On 7 July, while the Emperor and Empress of Japan were visiting Canada, Nigel Lockyer, the director of TRIUMF, gave a lecture at the Canada – Japan Particle Accelerator Science Symposium at the Embassy of Canada in Tokyo, to commemorate the 80th anniversary of diplomatic relations between Japan and Canada. Today, Canada and Japan are partners in numerous international groups and organisations such as the G8, Asia-Pacific Economic Cooperation (APEC) and the Organisation for Co-operation and Development (OECD). This symposium showcased one of many Canada-Japan collaborations: the active partnership in accelerator science.

TRIUMF Director Nigel Lockyer giving his talk. Image: Embassy of Canada in Japan

The programme featured presentations by leading researchers in particle accelerator science, starting with the opening speech by Robert Derouin, Minister of the Embassy of Canada in Japan, followed by speeches by representatives from the Japanese Ministry of Education, Culture, Sports, Science and Technology (MEXT), Shinichiro Izumi, director general of the Science and Technology Policy Bureau, and Satoru Otake, director of the basic and generic research division. Izumi introduced the memorandum of understanding (MOU) signed right before the symposium between TRIUMF and the RIKEN Nishina Centre for collaborations on the study of accelerator-based science including accelerator development, theoretical and experimental research. Otake described TRIUMF's "meson factory" experiment as being symbolic for "the tight strong relationship between Japan and Canada", since both countries utilised the πmeson as predicted by Hideki Yukawa, the first Japanese Nobel laureate.

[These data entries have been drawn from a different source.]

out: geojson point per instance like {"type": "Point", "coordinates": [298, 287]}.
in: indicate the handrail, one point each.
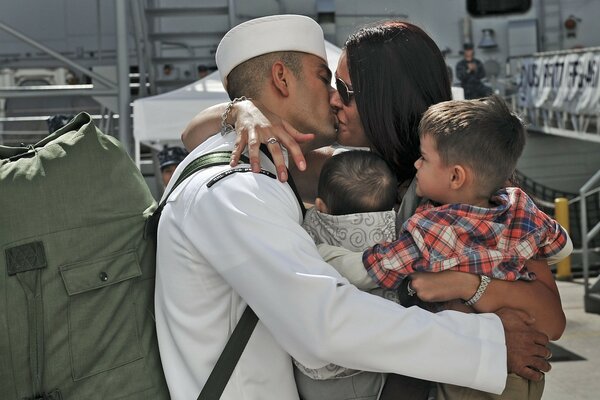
{"type": "Point", "coordinates": [585, 235]}
{"type": "Point", "coordinates": [58, 56]}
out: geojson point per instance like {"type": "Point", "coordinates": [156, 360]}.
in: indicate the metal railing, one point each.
{"type": "Point", "coordinates": [591, 295]}
{"type": "Point", "coordinates": [548, 117]}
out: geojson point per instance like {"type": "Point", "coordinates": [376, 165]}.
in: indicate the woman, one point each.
{"type": "Point", "coordinates": [387, 76]}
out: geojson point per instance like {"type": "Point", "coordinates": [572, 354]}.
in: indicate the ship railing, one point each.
{"type": "Point", "coordinates": [558, 92]}
{"type": "Point", "coordinates": [588, 233]}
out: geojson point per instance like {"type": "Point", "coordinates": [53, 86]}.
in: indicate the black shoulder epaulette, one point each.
{"type": "Point", "coordinates": [228, 172]}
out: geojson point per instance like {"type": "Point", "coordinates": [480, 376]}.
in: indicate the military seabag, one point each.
{"type": "Point", "coordinates": [76, 273]}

KEK Director General Atsuto Suzuki at the symposium. Image: Embassy of Canada in Japan

The keynote address was given by Pierre Coulombe, the president of National Research Council of Canada and the chair of the Funding Agencies for Large Colliders (FALC) committee, entitled "Global Science, Why?" He described particle physics as "the future" for youth and world prosperity. He also described the International Linear Collider project as being "truly massive" and that "such expenditure is likely to be beyond the possibility of any one country or continent," addressing the reasons for global collaborations in science and technology.

Following that, Nigel Lockyer and KEK Director General Atsuto Suzuki discussed the "successful history" of Canada-Japan collaboration in their presentations, both entitled each laboratories' "Present and Future." Lockyer presented TRIUMF's current activities and their five-year plan, where he introduced two focused platform technologies: nuclear medicine and the superconducting radiofrequency accelerator. Suzuki introduced KEK's current project including the recent opening of the Japan Proton Accelerator Research Centre (J-PARC) in Tokai, Japan, which represents the fruition of the KAON project that began in Canada more than two decades ago.

Dean Karlen discussing two major projects: T2K and ILC. Image: Embassy of Canada in Japan

Dean Karlen, from the University of Victoria and TRIUMF, who is a leader of the Canadian group for the T2K neutrino experiment and the principle investigator of the project to build a superconducting electron accelerator at TRIUMF, gave his lecture about Canada's role in two major international projects: T2K and ILC. “In Canada, initial ILC R&D has been focused on detector technology, in particular, in the micropattern time projection chambers which are being deployed in the T2K experiment,” said Karlen. Now, the Canadian funding agency approved the request to build a low-energy, high-current electron accelerator at TRIUMF, which will use the ILC cavity design. “Canada has also become involved in the accelerator technology R&D programme.”

There were also presentations from Yasushige Yano, the director of the RIKEN Nishina Centre for Accelerator-Based Science, about its rare isotope beam factory (RIBF) and Hirohiko Tsujii, director of the Research Center for Charged Particle Therapy at the National Institute of Radiological Sciences (NIRS), discussed potential medical applications of accelerator beams. Six leading scientists from Canada and Japan on the discussion panel addressed the importance of Canada-Japan collaborations in international accelerator projects and the future of accelerator science and technology.

The symposium successfully attracted 114 attendees from government, laboratories, industries and universities. Canada-Japan relationship, which is already solid, will certainly deepen especially on the collaboration in particle physics.